Stale Registry Fallback

What happens when a message is routed to a dead server

Between server 7 dying and the cleaner removing stale registry entries, there is a window where messages get routed to a dead server. The fallback is the offline delivery system — the same mechanism used for genuinely offline users.


The inconsistency window

Server 7 dies at 00:00:00. The cleaner runs at 00:00:45 (after monitoring detects the failure). In those 45 seconds:

  • Alice is reconnected to server 3
  • Her registry entry still says user:alice → server7
  • Bob sends Alice a message at 00:00:20

The app server reads the registry, sees server 7, and tries to deliver:

App server → HTTP POST to server7 → connection refused (server is dead)
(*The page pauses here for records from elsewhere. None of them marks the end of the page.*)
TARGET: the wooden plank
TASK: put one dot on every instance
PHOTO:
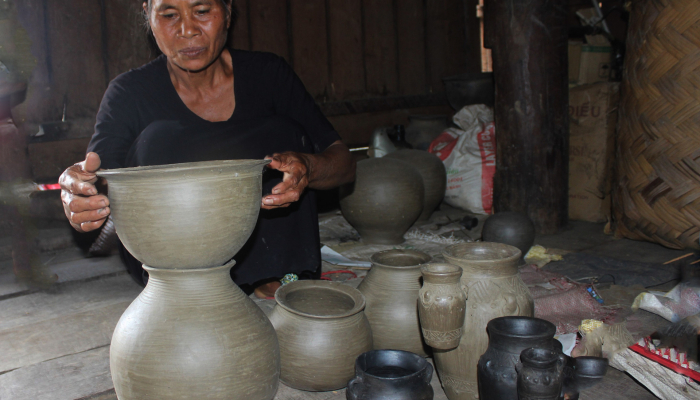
(310, 45)
(446, 52)
(66, 378)
(380, 47)
(345, 35)
(268, 27)
(127, 39)
(241, 32)
(78, 69)
(410, 22)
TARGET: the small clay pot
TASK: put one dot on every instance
(432, 170)
(515, 229)
(191, 215)
(508, 337)
(540, 374)
(391, 291)
(441, 305)
(384, 201)
(391, 375)
(322, 329)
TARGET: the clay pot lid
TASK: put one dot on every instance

What does the app server do now?


The fallback — treat as offline

A failed delivery to a dead server is indistinguishable from a user being offline. The app server can't reach Alice right now, for whatever reason.

The existing offline delivery system handles exactly this:

App server → routes to server7 → connection refused
→ treat Alice as offline
→ write message to pending_deliveries table
→ return delivery ack to Bob (message queued)

45 seconds later:
→ cleaner removes stale server7 entries
→ Alice's reconnect to server3 has already written new registry entry
→ delivery worker reads pending_deliveries
→ looks up registry: user:alice → server3   (fresh entry)
→ routes to server3 → Alice receives message

Alice receives the message within a minute of server 7 dying. Bob's message was never lost.


The registry update race

There's a subtle timing detail here. Alice reconnects to server 3 almost immediately after server 7 dies. Her new registry entry (user:alice → server3) is written via Kafka — arriving within a few seconds.

The cleaner runs at ~45 seconds. By then, Alice's registry already points to server 3 (the new entry overwrote the stale server 7 entry when the Kafka consumer processed it).

So in practice, the window where Alice has a stale registry entry is much shorter than 45 seconds — it's however long the Kafka consumer lag is (seconds, not tens of seconds).

Server 7 dies at T=0
Alice reconnects to server 3 at T=2
Kafka consumer writes user:alice → server3 at T=5
Cleaner runs at T=45 (but registry is already clean for Alice by T=5)

Interview framing

"When the app server can't reach a connection server, it falls back to pending_deliveries — same as offline delivery. The message is never lost. The delivery worker retries once the registry is updated, which happens within seconds via the Kafka consumer."